Nor can there be any doubt that the memorandum contains all of the essential terms of the contract. (See N. E. D. Holding Co. v. McKinley, 246 N.Y. 40; Friedman & Co. v. Newman, 255 N.Y. 340.) Only one term, the length of the employment, is in dispute. The September 26th office memorandum contains the notation, "2 years to make good". What purpose, other than to denote the length of the contract term, such a notation could have, is hard to imagine. Without it, the employment would be at will (see Martin v. New York Life Ins. Co., 148 N.Y. 117, 121), and its inclusion may not be treated as meaningless or purposeless. Quite obviously, as the courts below decided, the phrase signifies that the parties agreed to a term, a certain and definite term, of two years, after which, if plaintiff did not "make good", he would be subject to discharge. And examination of other parts of the memorandum supports that construction. Throughout the writings, a scale of wages, increasing plaintiff's salary periodically, is set out; that type of arrangement is hardly consistent with the hypothesis that the employment was meant to be at will. The most that may be argued from defendant's standpoint is that "2 years to make good", is a cryptic and ambiguous statement. But, in such a case, parol evidence is admissible to explain its meaning. (See Martocci v. Greater New York Brewery, 301 N.Y. 57, 63; Marks v.
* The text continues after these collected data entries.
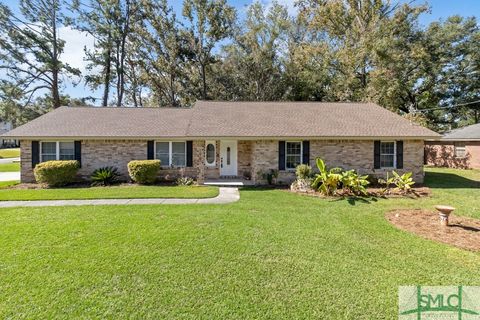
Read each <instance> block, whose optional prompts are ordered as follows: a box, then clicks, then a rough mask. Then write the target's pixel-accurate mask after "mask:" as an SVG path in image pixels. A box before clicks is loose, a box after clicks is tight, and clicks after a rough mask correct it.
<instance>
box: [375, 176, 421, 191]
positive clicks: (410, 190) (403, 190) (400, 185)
mask: <svg viewBox="0 0 480 320" xmlns="http://www.w3.org/2000/svg"><path fill="white" fill-rule="evenodd" d="M392 175H393V176H392V177H389V176H388V172H387V178H386V179H385V180H384V179H379V180H378V182H379V183H380V184H381V185H383V186H384V188H383V189H382V193H389V191H390V186H391V185H394V186H395V190H398V191H401V192H404V193H408V192H410V191H411V190H412V186H413V185H414V184H415V181H413V179H412V173H411V172H407V173H404V174H402V175H399V174H398V173H397V172H395V171H392Z"/></svg>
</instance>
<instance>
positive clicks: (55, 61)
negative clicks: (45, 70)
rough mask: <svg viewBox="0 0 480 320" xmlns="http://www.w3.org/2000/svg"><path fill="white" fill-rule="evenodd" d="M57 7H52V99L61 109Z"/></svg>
mask: <svg viewBox="0 0 480 320" xmlns="http://www.w3.org/2000/svg"><path fill="white" fill-rule="evenodd" d="M56 10H57V6H56V2H54V4H53V6H52V42H53V43H52V70H51V71H52V99H53V108H54V109H56V108H58V107H60V94H59V92H58V65H59V63H58V40H57V12H56Z"/></svg>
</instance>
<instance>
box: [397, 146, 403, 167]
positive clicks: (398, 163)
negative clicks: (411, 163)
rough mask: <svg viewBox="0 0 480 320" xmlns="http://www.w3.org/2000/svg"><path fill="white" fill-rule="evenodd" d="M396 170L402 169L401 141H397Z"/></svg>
mask: <svg viewBox="0 0 480 320" xmlns="http://www.w3.org/2000/svg"><path fill="white" fill-rule="evenodd" d="M397 169H403V141H397Z"/></svg>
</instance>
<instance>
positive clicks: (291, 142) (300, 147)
mask: <svg viewBox="0 0 480 320" xmlns="http://www.w3.org/2000/svg"><path fill="white" fill-rule="evenodd" d="M289 143H300V164H302V163H303V142H302V141H285V170H286V171H295V169H296V168H289V167H288V166H287V156H288V154H287V149H288V148H287V144H289Z"/></svg>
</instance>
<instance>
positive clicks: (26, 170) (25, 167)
mask: <svg viewBox="0 0 480 320" xmlns="http://www.w3.org/2000/svg"><path fill="white" fill-rule="evenodd" d="M20 180H21V181H22V182H26V183H30V182H35V177H34V176H33V170H32V141H30V140H21V141H20Z"/></svg>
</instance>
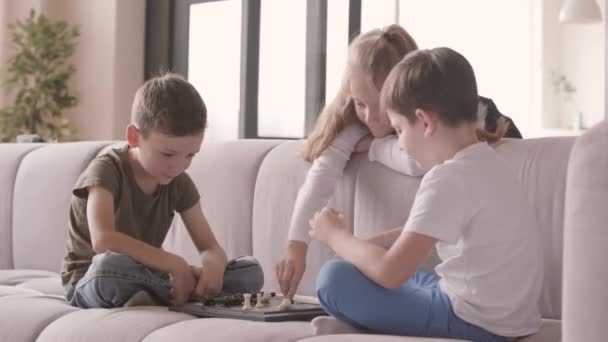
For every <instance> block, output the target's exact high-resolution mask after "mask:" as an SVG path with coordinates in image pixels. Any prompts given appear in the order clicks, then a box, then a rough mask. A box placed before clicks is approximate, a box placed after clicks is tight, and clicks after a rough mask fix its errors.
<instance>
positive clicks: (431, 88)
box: [381, 47, 479, 127]
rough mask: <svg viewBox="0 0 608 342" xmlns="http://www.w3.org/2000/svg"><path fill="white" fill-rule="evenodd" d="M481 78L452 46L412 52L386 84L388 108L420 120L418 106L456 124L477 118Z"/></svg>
mask: <svg viewBox="0 0 608 342" xmlns="http://www.w3.org/2000/svg"><path fill="white" fill-rule="evenodd" d="M478 97H479V96H478V94H477V82H476V81H475V73H474V72H473V68H472V67H471V64H469V62H468V61H467V60H466V58H464V56H462V55H461V54H459V53H458V52H456V51H454V50H452V49H450V48H445V47H442V48H436V49H432V50H418V51H414V52H411V53H409V54H408V55H407V56H405V58H403V60H402V61H401V62H399V64H397V65H396V66H395V67H394V68H393V70H391V72H390V74H389V75H388V77H387V79H386V81H385V83H384V86H383V87H382V93H381V103H382V106H383V107H384V109H385V110H391V111H393V112H396V113H399V114H402V115H404V116H405V117H406V118H407V120H408V121H409V122H410V123H413V122H415V121H416V116H415V111H416V109H423V110H427V111H432V112H434V113H436V114H437V116H438V117H439V120H440V121H441V122H443V123H444V124H445V125H447V126H450V127H454V126H458V125H460V124H462V123H465V122H466V123H471V122H475V121H477V103H478Z"/></svg>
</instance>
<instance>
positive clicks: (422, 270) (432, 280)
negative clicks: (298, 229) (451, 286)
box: [317, 260, 507, 342]
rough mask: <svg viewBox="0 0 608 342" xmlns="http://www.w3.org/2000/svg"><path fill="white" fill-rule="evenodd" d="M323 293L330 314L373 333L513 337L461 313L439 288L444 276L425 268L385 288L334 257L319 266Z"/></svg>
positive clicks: (348, 264) (467, 339) (442, 337)
mask: <svg viewBox="0 0 608 342" xmlns="http://www.w3.org/2000/svg"><path fill="white" fill-rule="evenodd" d="M317 295H318V297H319V302H320V303H321V306H322V307H323V309H325V311H327V312H328V313H329V314H331V315H332V316H334V317H336V318H338V319H340V320H342V321H345V322H347V323H349V324H351V325H353V326H355V327H357V328H359V329H363V330H367V331H370V332H373V333H383V334H391V335H402V336H417V337H435V338H460V339H464V340H469V341H475V342H477V341H492V342H506V341H507V339H506V338H505V337H502V336H497V335H494V334H492V333H490V332H488V331H486V330H484V329H482V328H480V327H477V326H475V325H473V324H470V323H467V322H466V321H464V320H462V319H460V318H459V317H458V316H456V315H455V314H454V311H453V310H452V304H451V302H450V299H449V298H448V296H447V295H446V294H445V293H443V292H442V291H441V289H440V288H439V276H438V275H437V274H435V273H433V272H428V271H425V270H418V271H416V272H415V273H414V274H413V275H412V277H411V278H410V279H409V280H408V281H407V282H405V283H404V284H403V285H401V287H399V288H397V289H385V288H383V287H381V286H380V285H378V284H376V283H374V282H373V281H371V280H370V279H369V278H367V277H366V276H365V275H364V274H363V273H361V272H360V271H359V270H358V269H357V268H355V266H353V265H352V264H351V263H349V262H346V261H344V260H331V261H329V262H327V263H326V264H325V265H323V267H322V268H321V271H320V272H319V275H318V277H317Z"/></svg>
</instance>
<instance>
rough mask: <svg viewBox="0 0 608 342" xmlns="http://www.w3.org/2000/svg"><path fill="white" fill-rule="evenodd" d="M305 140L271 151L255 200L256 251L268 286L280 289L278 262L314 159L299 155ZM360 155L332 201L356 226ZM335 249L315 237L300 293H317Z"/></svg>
mask: <svg viewBox="0 0 608 342" xmlns="http://www.w3.org/2000/svg"><path fill="white" fill-rule="evenodd" d="M301 147H302V141H291V142H286V143H283V144H281V145H279V146H277V147H276V148H275V149H273V150H272V151H270V152H269V153H268V155H267V156H266V158H265V159H264V162H263V163H262V166H261V167H260V171H259V174H258V178H257V184H256V189H255V197H254V202H253V232H254V234H253V254H254V255H255V256H256V257H257V258H258V259H259V260H260V264H261V265H262V269H263V270H264V274H265V276H266V284H265V285H264V288H265V289H266V290H269V291H278V283H277V280H276V276H275V265H276V263H277V262H278V261H279V258H281V257H282V255H283V253H284V252H285V246H286V242H287V233H288V231H289V223H290V220H291V214H292V211H293V207H294V204H295V200H296V197H297V195H298V190H299V189H300V186H302V184H303V183H304V180H305V177H306V173H307V172H308V169H309V168H310V165H311V164H310V163H308V162H306V161H304V160H303V159H302V158H299V156H298V153H299V152H300V150H301ZM360 162H361V159H360V158H354V160H353V161H352V162H350V163H348V165H347V167H346V169H345V171H344V175H343V176H342V178H341V179H340V180H339V181H338V184H337V185H336V189H335V193H334V196H333V197H332V198H331V199H330V201H329V205H330V206H332V207H335V208H340V209H342V210H343V211H344V216H345V217H346V219H347V220H348V221H349V223H350V224H351V226H352V222H353V205H354V200H353V198H354V187H355V177H356V171H357V168H358V166H359V164H360ZM333 255H334V253H333V252H332V251H331V250H330V249H329V248H327V247H326V246H325V245H324V244H321V243H319V242H317V241H312V242H311V243H310V245H309V250H308V255H307V259H306V263H307V267H306V271H305V272H304V276H303V278H302V280H301V282H300V286H299V287H298V294H301V295H305V296H311V295H315V286H314V284H315V280H316V275H317V272H318V271H319V269H320V268H321V266H322V265H323V263H324V262H325V261H327V260H328V259H329V258H331V257H332V256H333Z"/></svg>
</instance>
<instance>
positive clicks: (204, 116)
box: [131, 73, 207, 137]
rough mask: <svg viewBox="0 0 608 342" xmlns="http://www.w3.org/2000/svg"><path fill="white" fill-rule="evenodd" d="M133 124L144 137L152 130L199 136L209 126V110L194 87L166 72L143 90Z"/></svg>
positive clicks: (133, 112)
mask: <svg viewBox="0 0 608 342" xmlns="http://www.w3.org/2000/svg"><path fill="white" fill-rule="evenodd" d="M131 121H132V123H133V124H134V125H135V126H136V127H137V128H138V129H139V131H140V133H141V134H142V135H143V136H144V137H147V136H148V134H149V133H150V132H152V131H155V132H160V133H163V134H166V135H170V136H185V135H191V134H197V133H200V132H202V131H204V130H205V128H206V127H207V108H206V106H205V102H203V99H202V98H201V96H200V94H199V93H198V91H196V89H195V88H194V86H192V84H190V83H189V82H188V81H186V80H185V79H184V78H183V77H181V76H180V75H178V74H173V73H166V74H163V75H161V76H157V77H154V78H152V79H149V80H148V81H146V82H145V83H144V84H143V85H142V86H141V87H139V89H138V90H137V92H136V93H135V98H134V100H133V106H132V109H131Z"/></svg>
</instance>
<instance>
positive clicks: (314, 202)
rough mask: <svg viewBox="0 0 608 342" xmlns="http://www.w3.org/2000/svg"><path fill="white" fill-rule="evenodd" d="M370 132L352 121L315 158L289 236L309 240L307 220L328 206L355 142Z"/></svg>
mask: <svg viewBox="0 0 608 342" xmlns="http://www.w3.org/2000/svg"><path fill="white" fill-rule="evenodd" d="M368 133H369V132H368V130H367V128H365V127H363V126H361V125H350V126H348V127H346V128H345V129H344V130H343V131H342V132H340V133H339V134H338V136H337V137H336V139H335V140H334V141H333V142H332V144H331V145H330V146H329V147H328V148H327V149H326V150H325V151H323V153H321V155H320V156H319V157H318V158H317V159H315V160H314V161H313V163H312V166H311V168H310V169H309V170H308V174H307V175H306V180H305V181H304V184H303V185H302V187H301V188H300V190H299V192H298V196H297V198H296V202H295V205H294V209H293V214H292V216H291V222H290V224H289V234H288V240H297V241H302V242H304V243H306V244H308V243H309V242H310V237H309V236H308V230H309V229H310V225H309V223H308V221H309V220H310V219H311V218H312V217H313V216H314V214H315V213H316V212H317V211H319V210H320V209H321V208H323V207H325V206H326V205H327V203H328V202H329V200H330V198H331V196H332V195H333V194H334V188H335V185H336V183H337V182H338V179H339V178H340V177H341V176H342V173H343V171H344V168H345V167H346V163H347V162H348V160H349V159H350V156H351V154H352V153H353V151H354V149H355V145H356V144H357V142H358V141H359V140H361V138H363V137H364V136H365V135H367V134H368Z"/></svg>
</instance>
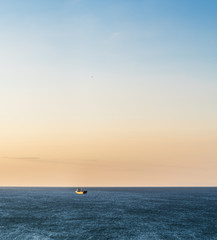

Cowdin, supra, 226 N.Y. 138, 143-144; 2 Williston, op. cit., § 576; 2 Corbin, op. cit., § 527.) Having in mind the relations of the parties, the course of the negotiations and plaintiff's insistence upon security of employment, the purpose of the phrase — or so the trier of the facts was warranted in finding — was to grant plaintiff the tenure he desired.

The judgment should be affirmed, with costs.

Judgment affirmed.


1. While our opinion is limited to treatment of that question, we have, of course, considered the other points argued.